By JON KRAWCZYNSKI, AP Basketball Writer
MINNEAPOLIS (AP) -- The Minnesota Golden Gophers have been here before.
They've steamrolled through cushy nonconference schedules to crack the AP Top 25 and raise some optimism for the season. Then the Big Ten comes along and roughs them up.
This year, they say they're different. Well, they're about to find out.
No. 11 Minnesota (12-1) hosts 19th-ranked Michigan State (11-2) in the Big Ten opener Monday, with a chance to set a new tone. The Gophers have had just two winning records in conference play in the last 15 years. In the previous two seasons, they've gone 23-2 in nonconference play and 12-24 against the heavyweights in their conference.
And they know it.
"We've definitely got a lot to prove," senior forward Rodney Williams said. "We finished, what, 6-12 the last two years?

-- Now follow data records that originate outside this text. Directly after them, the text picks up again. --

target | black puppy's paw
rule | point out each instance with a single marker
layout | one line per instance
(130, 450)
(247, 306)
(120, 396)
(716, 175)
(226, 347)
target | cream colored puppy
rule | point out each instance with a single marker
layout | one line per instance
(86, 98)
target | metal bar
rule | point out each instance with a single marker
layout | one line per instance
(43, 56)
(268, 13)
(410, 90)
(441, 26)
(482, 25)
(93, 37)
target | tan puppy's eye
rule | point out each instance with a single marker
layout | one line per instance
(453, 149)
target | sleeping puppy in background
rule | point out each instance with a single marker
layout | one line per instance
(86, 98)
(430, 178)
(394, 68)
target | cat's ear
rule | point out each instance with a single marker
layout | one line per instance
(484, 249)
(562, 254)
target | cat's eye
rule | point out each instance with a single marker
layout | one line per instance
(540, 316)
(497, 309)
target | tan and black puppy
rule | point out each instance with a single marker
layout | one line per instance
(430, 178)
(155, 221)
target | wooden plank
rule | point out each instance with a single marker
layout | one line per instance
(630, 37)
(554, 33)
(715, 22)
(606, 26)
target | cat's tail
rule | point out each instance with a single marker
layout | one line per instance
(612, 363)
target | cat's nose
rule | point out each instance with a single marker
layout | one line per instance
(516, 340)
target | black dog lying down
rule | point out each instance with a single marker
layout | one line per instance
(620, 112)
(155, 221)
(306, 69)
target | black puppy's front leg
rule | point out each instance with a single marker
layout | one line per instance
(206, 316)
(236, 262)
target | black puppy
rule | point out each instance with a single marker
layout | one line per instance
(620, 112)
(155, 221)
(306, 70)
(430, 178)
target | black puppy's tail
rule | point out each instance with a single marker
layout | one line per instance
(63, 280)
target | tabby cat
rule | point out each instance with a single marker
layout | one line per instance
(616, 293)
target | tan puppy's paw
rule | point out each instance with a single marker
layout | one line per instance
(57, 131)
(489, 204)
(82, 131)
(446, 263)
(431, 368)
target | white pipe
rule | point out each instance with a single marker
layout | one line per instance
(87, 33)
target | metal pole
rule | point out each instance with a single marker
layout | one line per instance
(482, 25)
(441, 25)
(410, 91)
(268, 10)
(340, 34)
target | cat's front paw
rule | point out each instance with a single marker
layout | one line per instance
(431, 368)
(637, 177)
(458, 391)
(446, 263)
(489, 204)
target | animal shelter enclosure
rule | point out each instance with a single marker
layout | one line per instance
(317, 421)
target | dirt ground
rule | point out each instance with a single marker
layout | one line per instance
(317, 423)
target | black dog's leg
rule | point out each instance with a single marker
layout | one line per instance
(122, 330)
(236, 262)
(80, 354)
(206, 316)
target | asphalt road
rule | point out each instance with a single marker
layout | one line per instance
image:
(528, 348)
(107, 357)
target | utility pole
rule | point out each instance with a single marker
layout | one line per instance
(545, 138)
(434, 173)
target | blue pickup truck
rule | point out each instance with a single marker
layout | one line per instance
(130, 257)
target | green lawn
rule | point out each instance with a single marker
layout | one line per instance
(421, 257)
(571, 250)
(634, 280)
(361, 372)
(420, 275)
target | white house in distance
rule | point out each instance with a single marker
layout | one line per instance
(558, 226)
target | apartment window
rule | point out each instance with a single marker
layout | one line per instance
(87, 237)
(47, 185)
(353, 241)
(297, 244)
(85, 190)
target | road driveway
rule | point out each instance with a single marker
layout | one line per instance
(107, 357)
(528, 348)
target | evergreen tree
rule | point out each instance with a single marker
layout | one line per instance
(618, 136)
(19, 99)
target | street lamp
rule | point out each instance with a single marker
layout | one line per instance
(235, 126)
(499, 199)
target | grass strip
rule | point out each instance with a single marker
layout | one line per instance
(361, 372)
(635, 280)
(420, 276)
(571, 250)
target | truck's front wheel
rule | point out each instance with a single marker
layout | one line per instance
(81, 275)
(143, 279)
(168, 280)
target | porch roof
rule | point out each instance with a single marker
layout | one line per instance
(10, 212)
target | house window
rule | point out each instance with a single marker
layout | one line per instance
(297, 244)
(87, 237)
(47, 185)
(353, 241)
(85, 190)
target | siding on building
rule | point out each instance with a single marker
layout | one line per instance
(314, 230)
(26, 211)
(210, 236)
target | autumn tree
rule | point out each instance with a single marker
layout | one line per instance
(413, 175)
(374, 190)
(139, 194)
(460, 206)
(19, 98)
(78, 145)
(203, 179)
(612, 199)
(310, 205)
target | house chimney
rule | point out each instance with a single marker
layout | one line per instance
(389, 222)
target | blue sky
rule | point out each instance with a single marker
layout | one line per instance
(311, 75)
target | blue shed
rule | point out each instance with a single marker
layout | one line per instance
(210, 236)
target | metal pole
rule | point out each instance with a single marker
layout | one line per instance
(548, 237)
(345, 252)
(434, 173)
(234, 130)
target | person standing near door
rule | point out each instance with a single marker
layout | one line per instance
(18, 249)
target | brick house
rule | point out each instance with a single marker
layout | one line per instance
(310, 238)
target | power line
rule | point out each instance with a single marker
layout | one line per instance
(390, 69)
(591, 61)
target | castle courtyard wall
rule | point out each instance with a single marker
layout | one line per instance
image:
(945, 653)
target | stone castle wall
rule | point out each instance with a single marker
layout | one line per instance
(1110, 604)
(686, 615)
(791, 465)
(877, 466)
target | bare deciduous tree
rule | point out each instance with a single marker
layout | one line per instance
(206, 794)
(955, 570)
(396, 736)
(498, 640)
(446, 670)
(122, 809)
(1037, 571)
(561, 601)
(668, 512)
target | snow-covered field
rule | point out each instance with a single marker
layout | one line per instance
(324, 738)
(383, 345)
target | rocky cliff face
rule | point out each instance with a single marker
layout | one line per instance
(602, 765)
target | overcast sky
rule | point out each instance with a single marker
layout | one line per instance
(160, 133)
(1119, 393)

We want to come into the Big Ten season and start off the right way. Usually we come out with a loss in the first game, and that hasn't ended too well for us in the Big Ten season. So we want to come out and get this 'W' right away and see what happens."

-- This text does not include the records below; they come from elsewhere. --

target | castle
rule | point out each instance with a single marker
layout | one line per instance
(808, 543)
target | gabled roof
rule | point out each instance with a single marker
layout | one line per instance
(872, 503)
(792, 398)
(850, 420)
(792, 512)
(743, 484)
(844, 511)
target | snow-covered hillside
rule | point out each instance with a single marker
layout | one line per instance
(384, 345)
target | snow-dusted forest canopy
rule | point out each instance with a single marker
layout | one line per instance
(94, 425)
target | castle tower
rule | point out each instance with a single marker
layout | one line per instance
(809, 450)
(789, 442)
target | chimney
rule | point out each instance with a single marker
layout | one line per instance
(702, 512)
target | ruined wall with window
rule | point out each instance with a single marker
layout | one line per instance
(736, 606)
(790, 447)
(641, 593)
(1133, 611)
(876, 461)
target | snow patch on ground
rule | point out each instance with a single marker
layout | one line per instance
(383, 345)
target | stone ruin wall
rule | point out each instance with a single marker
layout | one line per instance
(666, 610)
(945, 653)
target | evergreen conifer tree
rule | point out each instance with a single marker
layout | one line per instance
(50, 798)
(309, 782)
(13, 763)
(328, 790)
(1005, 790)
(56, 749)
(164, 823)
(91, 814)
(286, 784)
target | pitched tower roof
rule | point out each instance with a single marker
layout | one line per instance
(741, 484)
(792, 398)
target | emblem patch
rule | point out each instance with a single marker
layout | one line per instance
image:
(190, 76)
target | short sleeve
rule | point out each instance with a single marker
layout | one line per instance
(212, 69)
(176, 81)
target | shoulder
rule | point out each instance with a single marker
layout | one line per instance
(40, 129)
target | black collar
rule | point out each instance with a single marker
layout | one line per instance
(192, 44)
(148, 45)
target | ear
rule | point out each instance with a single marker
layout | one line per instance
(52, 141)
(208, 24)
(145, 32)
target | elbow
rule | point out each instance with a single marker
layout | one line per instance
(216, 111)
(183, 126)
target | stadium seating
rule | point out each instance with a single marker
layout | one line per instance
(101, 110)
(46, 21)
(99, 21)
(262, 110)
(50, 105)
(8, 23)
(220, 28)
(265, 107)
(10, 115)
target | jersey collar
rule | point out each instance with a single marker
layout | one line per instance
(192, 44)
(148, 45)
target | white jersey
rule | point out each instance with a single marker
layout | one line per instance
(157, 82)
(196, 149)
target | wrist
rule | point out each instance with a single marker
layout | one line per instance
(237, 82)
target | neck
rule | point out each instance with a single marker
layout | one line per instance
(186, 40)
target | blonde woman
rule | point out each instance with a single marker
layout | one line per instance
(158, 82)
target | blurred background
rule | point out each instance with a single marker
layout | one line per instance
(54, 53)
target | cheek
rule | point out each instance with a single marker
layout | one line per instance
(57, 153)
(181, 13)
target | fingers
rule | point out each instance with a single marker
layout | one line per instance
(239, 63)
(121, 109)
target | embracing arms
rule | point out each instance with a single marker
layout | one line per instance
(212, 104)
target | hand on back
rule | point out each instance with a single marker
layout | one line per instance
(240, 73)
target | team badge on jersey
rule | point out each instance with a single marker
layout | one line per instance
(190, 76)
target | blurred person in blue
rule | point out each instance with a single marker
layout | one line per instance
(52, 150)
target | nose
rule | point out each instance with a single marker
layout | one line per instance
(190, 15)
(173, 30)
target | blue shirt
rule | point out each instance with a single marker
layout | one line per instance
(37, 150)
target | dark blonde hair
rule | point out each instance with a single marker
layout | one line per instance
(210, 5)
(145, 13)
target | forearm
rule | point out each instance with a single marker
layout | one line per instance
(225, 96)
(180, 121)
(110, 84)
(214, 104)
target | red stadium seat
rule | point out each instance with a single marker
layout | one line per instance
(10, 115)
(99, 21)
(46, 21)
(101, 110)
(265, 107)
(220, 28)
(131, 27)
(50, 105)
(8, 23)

With Trevor Mbakwe healthy, Andre Hollins emerging as a top-flight point guard and more depth than Tubby Smith has ever had at Minnesota, the Gophers head into the Big Ten opener brimming with confidence. They have the highest ranking since they went to the Final Four in 1996-97 and have a nice mix of athleticism on the perimeter and muscle in the paint to stand up to the rugged schedule that awaits.

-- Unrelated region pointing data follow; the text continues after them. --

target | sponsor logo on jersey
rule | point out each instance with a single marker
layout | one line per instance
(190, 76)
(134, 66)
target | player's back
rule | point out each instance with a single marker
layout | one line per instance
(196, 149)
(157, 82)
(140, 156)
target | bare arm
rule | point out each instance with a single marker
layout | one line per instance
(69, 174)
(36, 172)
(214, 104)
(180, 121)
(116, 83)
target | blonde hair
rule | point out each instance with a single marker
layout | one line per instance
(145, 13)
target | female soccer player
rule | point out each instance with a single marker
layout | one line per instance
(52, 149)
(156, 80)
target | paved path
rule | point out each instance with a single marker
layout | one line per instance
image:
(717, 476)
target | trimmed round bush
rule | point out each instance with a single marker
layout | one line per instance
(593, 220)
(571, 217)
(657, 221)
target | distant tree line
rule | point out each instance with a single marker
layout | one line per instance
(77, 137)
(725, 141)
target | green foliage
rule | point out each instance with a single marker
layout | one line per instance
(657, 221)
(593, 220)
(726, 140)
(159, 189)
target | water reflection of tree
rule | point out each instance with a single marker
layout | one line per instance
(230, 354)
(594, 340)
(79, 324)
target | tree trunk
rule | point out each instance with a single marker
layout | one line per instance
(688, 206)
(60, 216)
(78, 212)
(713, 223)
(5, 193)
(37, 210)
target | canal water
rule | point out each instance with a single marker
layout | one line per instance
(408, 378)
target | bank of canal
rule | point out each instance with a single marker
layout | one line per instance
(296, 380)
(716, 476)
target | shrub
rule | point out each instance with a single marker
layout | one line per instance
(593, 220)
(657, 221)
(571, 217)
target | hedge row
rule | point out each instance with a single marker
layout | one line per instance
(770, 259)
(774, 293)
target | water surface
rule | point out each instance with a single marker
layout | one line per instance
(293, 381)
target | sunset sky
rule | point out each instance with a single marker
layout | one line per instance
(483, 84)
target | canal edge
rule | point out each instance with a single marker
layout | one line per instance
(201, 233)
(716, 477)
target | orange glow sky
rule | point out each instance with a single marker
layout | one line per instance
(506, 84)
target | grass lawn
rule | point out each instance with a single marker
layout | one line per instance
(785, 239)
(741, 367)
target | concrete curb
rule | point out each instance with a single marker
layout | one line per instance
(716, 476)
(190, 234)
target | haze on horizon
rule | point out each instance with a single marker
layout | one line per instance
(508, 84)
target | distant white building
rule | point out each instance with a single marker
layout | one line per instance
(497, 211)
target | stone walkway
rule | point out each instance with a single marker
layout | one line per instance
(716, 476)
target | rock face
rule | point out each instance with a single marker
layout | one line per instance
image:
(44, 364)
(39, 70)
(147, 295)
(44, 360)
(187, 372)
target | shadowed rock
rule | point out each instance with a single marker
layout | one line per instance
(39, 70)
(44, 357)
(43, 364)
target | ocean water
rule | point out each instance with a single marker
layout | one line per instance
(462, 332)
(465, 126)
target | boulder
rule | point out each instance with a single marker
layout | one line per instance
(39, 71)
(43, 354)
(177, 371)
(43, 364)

Smith has ridden players hard in his first five seasons since coming to Minnesota from Kentucky, a demanding approach that hasn't always sat well with some of the Gophers. But in his sixth season, he appears to finally have the mix of tenacious defenders and mentally tough veterans that he's been looking for.
"This group has really made it a lot of fun coming to practice," Smith said. "They're sort of coaching themselves, and that's what good teams do. It's kind of like in the classroom when the teacher shows up and people are so excited about learning and being around one another. It makes it easier to teach and coach."
Mbakwe hasn't played in a Big Ten game in nearly two years while he's worked his way back from a torn ACL in his right knee. He came off the bench for the first 12 games but was re-inserted into the starting lineup against Lafayette last week, and he said he's getting close to being all the way back.
"I'm excited about going up against another top-20 team, especially one that's coached by coach (Tom) Izzo, one of the best coaches in America," Mbakwe said. "We're excited. It's a New Year's game. It's a chance for us to really set the tone and send a statement out that we're serious this year. And we're all up for the challenge."
This season could be the most challenging in the Big Ten in years. Six teams are ranked in the top 20, including three ahead of the Gophers.
"We start the Big Ten season off against Michigan State, probably one of the most physical teams in the country. You're playing against better competition, and we'll definitely have to limit our turnovers and stuff like that," Mbakwe said. "We can't beat ourselves. The level of intensity picks up, and we're excited for the challenge."
The Gophers are 1-4 in Big Ten openers under Smith and have lost four straight to the Spartans, who have shown a knack in the past of deflating Minnesota's balloon just when things started looking up. So in some ways, the schedule couldn't unfold any better for the Gophers.
They get a team that has owned them on their floor on the last day of 2012. If this season is going to be different, this game will go a long way toward showing it.
"We can definitely contend for a Big Ten title, and we know that,'' Williams said. "We've just got to come out and prove that to everybody else."
AP Sports Writer Dave Campbell contributed to this story.